Why are algorithms sexist?
Dernière mise à jour : 3 mars 2021

Nothing can describe my state of mind when, for the fiftieth time, my beloved translation software persisted in putting into masculine form the beautiful feminine phrasing that I asked it to translate into English.
My interlocutor, the program, made himself comfortable using all the unisex grammatical latitude that Shakespeare's language gives him to surreptitiously conceal my " elle " or " sa" in " he " or " his ".
So, I wanted to know more: why is it that even in a machine, the masculine gender spontaneously predominates? It's the algorithms, I thought. But I was also thinking deep inside that these algorithms, which I visualized as an unintelligible mathematical sequence, couldn't have a gender preference. So, like any self-respecting curious person, I went to find out.
Point 1: The algorithm for dummies.
The algorithm is a kind of step-by-step instruction manual to reach a given goal. The comparison most often suggested is that of the recipe. For example, if your goal is to make a pizza, then your algorithmic recipe will be: take flour, then water, then olive oil, then tomato sauce etc .. the steps leading up to putting the shaped pizza in the oven at 180 degrees.

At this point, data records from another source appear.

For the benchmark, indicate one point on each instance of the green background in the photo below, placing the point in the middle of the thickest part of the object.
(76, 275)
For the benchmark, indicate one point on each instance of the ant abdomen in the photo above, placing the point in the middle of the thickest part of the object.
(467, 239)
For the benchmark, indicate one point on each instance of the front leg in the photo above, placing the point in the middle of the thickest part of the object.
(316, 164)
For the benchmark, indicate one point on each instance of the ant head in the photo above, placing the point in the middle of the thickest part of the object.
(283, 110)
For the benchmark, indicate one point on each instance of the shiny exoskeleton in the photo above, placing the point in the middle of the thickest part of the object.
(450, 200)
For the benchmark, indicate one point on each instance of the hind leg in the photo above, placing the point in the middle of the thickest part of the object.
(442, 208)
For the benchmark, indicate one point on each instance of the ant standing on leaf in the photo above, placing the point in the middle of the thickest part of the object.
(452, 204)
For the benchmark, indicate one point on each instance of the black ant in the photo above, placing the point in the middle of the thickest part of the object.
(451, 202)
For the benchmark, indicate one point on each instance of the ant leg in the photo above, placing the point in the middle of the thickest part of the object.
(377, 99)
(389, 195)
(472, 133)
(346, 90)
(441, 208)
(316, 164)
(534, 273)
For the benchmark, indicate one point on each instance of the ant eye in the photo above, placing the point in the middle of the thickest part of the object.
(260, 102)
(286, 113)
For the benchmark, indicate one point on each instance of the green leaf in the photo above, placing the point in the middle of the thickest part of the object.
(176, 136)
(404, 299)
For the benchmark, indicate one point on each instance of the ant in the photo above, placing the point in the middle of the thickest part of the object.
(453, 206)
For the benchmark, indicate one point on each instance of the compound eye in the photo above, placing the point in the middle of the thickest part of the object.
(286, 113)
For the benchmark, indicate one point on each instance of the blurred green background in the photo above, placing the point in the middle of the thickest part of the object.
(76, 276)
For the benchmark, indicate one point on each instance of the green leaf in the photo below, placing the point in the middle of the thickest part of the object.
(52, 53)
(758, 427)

The matter becomes more complicated when there are several possible options. If at the moment of putting the topping on the pizza there are several possibilities, the algorithm will be able to introduce, in the form of a tree, the variables according to what you have in the fridge. For example, in your recipe, at the " choice of topping " step, the algorithm could define that if there are mushrooms, you put them on. If there are no mushrooms, but there is ham, then you put ham on. If there are no mushrooms or ham, then you put nothing but tomato sauce. If there are mushrooms and ham, the algorithm will be able to look at your choices in the past and decide for itself what it will offer you, based on them. That's how you move from the autonomous car to medical diagnosis through artificial intelligence or real-time analysis of the financial markets.
Of course, behind this process, there is a human being who translates this recipe into terms that a machine can understand, and that's where the problem lies.